There were so many unspoken assumptions in those few words that I couldn’t think of a response. Obviously, he had known somebody was in the house, and obviously he had expected it to be somebody else.

His gaze swung to the money on the floor, and he nodded. “I knew it was here.”

Still on one knee, I said, “Was it really worth killing for?”

His smile was like a barracuda’s. “It will be, yes.”

That was when I realized he meant killing me would be worth it.

I said, “I was talking about killing Laura. You said you didn’t, but you did.”

He moved the Glock back and forth like a head shaking. “You’re very naïve about the way the real world works. People like me don’t kill people like Laura. We pay other people to do it for us.”

“Vaught?”

He frowned and spoke louder. “I said we pay other people to do it for us.”

Help me Rhonda, we were doing a “Who’s on First?” routine.

I said, “A man named Frederick Vaught has confessed to killing Laura. Is that who you paid?”

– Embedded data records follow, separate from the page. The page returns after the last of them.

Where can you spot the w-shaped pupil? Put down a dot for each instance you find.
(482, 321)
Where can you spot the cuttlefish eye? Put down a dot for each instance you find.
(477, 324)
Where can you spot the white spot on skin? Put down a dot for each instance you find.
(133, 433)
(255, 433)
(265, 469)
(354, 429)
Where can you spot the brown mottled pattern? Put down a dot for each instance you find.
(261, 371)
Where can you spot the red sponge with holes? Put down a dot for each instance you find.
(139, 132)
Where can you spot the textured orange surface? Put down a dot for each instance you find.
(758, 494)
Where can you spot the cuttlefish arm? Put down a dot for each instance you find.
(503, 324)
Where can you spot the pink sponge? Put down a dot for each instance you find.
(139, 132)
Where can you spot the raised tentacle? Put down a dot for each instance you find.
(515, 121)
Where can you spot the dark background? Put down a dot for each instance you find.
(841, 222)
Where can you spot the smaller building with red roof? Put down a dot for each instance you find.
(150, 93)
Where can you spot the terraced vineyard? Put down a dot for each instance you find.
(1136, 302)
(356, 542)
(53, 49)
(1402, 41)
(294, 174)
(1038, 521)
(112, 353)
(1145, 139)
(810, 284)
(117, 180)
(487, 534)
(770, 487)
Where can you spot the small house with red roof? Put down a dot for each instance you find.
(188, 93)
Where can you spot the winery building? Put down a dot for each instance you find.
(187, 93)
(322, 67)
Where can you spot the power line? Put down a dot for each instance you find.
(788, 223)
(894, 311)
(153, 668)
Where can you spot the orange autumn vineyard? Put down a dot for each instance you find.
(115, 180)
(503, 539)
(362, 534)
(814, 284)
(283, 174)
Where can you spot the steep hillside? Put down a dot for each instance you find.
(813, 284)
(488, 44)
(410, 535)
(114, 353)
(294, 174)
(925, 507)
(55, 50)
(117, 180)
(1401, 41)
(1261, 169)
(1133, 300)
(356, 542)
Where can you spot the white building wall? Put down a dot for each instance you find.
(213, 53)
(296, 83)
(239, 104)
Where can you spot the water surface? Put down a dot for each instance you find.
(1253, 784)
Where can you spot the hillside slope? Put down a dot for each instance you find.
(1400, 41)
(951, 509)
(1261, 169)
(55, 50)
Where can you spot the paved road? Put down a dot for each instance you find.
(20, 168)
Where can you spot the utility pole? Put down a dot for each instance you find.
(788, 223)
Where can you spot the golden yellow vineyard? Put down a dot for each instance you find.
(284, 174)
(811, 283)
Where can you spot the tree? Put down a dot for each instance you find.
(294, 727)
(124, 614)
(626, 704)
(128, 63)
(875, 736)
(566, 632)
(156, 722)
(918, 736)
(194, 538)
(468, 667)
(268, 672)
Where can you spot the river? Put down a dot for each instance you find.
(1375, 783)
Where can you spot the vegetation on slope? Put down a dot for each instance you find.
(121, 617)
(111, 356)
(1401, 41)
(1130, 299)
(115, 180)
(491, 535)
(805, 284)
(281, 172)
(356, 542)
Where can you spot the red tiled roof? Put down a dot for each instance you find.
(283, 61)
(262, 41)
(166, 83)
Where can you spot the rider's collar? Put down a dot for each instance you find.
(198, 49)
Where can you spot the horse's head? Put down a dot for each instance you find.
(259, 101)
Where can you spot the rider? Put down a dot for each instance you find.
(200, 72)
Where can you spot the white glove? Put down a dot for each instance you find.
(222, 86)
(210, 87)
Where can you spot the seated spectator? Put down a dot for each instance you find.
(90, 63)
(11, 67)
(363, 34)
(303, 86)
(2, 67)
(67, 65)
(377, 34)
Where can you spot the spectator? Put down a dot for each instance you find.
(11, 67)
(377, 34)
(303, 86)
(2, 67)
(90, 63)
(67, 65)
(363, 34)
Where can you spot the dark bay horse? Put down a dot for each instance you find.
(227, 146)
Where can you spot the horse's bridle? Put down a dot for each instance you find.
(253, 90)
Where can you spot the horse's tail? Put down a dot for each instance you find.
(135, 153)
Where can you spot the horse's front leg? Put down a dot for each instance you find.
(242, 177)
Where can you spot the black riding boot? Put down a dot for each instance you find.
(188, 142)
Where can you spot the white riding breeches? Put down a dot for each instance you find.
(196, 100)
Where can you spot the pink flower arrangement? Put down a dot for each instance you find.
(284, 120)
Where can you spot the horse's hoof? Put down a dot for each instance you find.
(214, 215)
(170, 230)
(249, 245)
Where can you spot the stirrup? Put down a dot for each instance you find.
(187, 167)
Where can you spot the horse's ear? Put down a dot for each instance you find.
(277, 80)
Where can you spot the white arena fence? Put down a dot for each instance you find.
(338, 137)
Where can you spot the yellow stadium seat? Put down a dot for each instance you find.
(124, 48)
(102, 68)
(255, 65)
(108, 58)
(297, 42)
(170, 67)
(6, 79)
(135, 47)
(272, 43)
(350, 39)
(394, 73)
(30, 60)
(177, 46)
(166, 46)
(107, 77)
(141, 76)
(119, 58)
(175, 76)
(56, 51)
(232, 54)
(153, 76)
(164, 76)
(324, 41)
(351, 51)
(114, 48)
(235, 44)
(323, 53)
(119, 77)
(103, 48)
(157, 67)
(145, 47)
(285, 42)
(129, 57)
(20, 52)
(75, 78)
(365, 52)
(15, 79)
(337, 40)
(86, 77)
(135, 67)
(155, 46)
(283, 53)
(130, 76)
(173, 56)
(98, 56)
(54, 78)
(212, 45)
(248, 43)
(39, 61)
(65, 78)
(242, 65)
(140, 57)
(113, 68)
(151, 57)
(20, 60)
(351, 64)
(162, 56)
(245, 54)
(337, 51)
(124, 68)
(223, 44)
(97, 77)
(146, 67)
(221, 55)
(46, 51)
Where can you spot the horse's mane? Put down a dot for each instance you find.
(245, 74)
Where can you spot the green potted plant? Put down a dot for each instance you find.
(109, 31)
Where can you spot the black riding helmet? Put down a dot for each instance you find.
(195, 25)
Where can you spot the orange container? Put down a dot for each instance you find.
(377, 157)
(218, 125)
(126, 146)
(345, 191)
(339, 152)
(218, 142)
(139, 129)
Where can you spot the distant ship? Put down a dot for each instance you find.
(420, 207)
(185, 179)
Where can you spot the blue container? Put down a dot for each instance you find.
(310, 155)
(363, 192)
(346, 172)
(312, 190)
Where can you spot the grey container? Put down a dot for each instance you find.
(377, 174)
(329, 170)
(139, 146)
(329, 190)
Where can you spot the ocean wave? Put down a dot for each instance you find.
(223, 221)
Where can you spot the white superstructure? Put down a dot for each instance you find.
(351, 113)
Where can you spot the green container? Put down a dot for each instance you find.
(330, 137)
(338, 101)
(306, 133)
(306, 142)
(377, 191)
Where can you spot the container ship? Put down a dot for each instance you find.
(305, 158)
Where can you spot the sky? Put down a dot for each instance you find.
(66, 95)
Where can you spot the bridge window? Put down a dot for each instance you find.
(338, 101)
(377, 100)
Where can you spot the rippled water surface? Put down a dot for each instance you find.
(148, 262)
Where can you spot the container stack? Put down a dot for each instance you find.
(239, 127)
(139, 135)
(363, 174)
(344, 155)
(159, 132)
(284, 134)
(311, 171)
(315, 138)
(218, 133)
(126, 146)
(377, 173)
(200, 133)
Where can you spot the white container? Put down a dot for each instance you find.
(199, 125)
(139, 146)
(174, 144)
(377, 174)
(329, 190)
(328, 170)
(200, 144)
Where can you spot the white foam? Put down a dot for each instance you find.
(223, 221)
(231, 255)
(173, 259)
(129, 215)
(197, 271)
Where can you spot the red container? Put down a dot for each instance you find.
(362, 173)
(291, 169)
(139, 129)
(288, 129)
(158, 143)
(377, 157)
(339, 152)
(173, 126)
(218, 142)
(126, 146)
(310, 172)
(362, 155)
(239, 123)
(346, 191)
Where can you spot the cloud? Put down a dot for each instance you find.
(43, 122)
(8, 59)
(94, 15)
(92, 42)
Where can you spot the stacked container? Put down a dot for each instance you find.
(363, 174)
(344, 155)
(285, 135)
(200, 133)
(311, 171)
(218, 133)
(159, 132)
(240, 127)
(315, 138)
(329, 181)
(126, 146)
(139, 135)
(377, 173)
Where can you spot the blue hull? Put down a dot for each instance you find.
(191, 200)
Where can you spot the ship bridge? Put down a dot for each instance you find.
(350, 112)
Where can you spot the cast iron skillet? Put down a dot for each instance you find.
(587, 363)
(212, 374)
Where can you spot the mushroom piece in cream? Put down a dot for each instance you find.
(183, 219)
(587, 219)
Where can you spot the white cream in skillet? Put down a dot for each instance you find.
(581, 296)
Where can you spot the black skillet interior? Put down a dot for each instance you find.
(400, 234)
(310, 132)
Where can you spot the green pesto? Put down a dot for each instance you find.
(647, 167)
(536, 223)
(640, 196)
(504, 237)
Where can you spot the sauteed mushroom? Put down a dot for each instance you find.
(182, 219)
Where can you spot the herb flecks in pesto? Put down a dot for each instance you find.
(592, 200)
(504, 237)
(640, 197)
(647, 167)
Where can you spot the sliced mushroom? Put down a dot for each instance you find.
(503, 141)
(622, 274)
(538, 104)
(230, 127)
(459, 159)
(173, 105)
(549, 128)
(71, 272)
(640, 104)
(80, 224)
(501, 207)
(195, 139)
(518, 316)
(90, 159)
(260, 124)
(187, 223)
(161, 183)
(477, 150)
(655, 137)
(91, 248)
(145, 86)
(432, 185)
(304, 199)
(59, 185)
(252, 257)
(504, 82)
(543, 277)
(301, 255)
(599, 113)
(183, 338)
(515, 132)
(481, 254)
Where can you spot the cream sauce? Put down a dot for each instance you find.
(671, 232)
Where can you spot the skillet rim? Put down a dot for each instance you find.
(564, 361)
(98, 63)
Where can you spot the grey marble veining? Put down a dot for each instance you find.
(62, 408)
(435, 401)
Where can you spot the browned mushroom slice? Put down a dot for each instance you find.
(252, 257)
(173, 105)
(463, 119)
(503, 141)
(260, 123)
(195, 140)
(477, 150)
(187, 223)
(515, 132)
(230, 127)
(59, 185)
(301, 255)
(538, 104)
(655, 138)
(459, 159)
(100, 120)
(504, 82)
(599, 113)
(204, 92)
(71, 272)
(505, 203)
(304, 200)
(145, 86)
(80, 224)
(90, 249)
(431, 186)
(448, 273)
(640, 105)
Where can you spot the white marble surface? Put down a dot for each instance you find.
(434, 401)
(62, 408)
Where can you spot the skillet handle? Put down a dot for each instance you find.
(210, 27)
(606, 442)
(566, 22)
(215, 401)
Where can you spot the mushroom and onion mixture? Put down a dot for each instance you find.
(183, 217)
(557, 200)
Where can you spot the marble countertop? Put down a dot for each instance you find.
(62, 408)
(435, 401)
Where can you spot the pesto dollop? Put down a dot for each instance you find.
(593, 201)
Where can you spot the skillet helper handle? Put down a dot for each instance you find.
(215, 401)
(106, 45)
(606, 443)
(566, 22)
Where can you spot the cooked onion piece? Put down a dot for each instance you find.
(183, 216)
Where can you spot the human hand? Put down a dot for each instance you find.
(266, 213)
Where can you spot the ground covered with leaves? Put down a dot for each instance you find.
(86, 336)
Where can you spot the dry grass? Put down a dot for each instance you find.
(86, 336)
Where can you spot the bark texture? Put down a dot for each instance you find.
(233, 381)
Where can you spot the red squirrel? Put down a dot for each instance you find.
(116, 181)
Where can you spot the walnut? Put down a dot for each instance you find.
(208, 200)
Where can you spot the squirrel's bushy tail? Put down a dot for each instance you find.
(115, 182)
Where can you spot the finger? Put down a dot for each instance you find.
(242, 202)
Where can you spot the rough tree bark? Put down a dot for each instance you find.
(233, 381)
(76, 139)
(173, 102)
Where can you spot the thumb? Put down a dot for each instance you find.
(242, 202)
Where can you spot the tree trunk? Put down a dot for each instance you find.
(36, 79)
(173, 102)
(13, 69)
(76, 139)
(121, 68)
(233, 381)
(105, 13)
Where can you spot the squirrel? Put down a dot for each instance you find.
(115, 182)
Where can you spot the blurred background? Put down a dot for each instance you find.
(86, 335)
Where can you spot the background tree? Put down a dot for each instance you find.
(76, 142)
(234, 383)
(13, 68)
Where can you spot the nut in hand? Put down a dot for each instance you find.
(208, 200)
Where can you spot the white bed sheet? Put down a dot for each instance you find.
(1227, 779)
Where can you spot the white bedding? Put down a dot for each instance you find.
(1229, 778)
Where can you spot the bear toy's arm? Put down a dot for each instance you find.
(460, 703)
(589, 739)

He actually laughed, an easy relaxed chuckle. “I don’t know who the hell you’re talking about.”

I wasn’t as naïve as Freuland thought. I knew about paid killers, knew how easy it is for somebody in Freuland’s position to hire somebody whose morality is measured in dollars. But professional killers simply do their job and leave. They lay a bullet in a precise location, or they surprise with a wire garrote around the neck or a swiftly driven blade between the ribs. They don’t hang around and slash the dead victim’s face in mad fury. Only killers with personal vendettas to settle do that. If Freuland hadn’t killed Laura himself, he had paid somebody with personal history with her to do it.

A wave of dizziness swept over me as I realized how a thing can happen in one place, and the entire universe shifts to make space for the fact of it. A man accepts two million dollars from drug dealers who’ve made millions more from selling hopelessness to other men, and hundreds of miles away a gap in time appears, a cosmic breath is held until a woman is finally stabbed to death in her shower, a death that no longer has anything to do with the two million dollars, but is about a child knowing her father is in her sister’s bedroom doing something shameful, and she is stunted, maimed, soul-stained with jealousy because it means her father loves her sister best.